The government’s outlook is that overall non-farm employment will grow by a somewhat anemic 5.6% through 2028. Temporary help services — temporary workers provided by staffing firms like us — will grow by 2.3%. These are projections, which, though based on all sorts of data and history, amount to best guesses.
When you drill down, as analyst Bruce Steinberg does, the projections become more useful and more reliable. For example, the BLS projects that temporary office and administrative jobs, which make up a significant percentage of all temporary help, will decline by 2028. It’s the only category other than the farming, fishing and forestry category to lose positions.
Why the decline? In a word, automation. In discussing the outlook for all office and administrative support occupations, the BLS says, “Technology is expected to substitute or supplant some functions that workers in office and administrative support occupations do.”
Truck drivers, and the laborers who move and handle goods by hand, taxi drivers and some others that make up the transportation and material moving occupations, are the single largest percentage of temp workers placed by agencies. It’s a category the government expects will still be the largest percentage of temp workers in 2028. That’s mostly due to the projected increase in laborers. Their numbers are expected to increase by 27,600 or 3.7%.

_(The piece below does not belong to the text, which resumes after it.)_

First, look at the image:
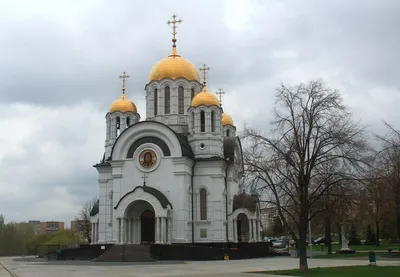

What’s curious about the government’s outlook is that it expects the country’s need for truck and other motor vehicle operators to also grow. We say curious because almost not a week goes by without news of more autonomous trucks being tested. Could be that the predictions of fleets of driverless trucks by 2028 might be a bit too optimistic.
At the top of the fastest growing temp jobs is an unexpected group – lawyers. Over the 10 years covered by the BLS and Steinberg’s report, temporary lawyer jobs will grow 15.7%. But that only amounts to an additional 1,200 more jobs, since the total temp lawyer workforce of employment agencies will total 8,600.
Besides covering the various temporary employment occupations, Steinberg also includes charts showing the jobs with the most growth (home health aides +36.6%, personal care aides +36.4% and software developers +25.6% are the top three) and those that will lose jobs (word processors and typists -33.8%; data entry -23.2% and postal workers and switchboard operators both down 23.8%).
It isn’t too hard to figure out what’s behind both the increases and decreases — automation and artificial intelligence. The jobs that can be automated will be. Those requiring a human touch and advanced cognitive skills, nurses, accountants, market analysts, health care workers, and cooks and chefs among them, will grow.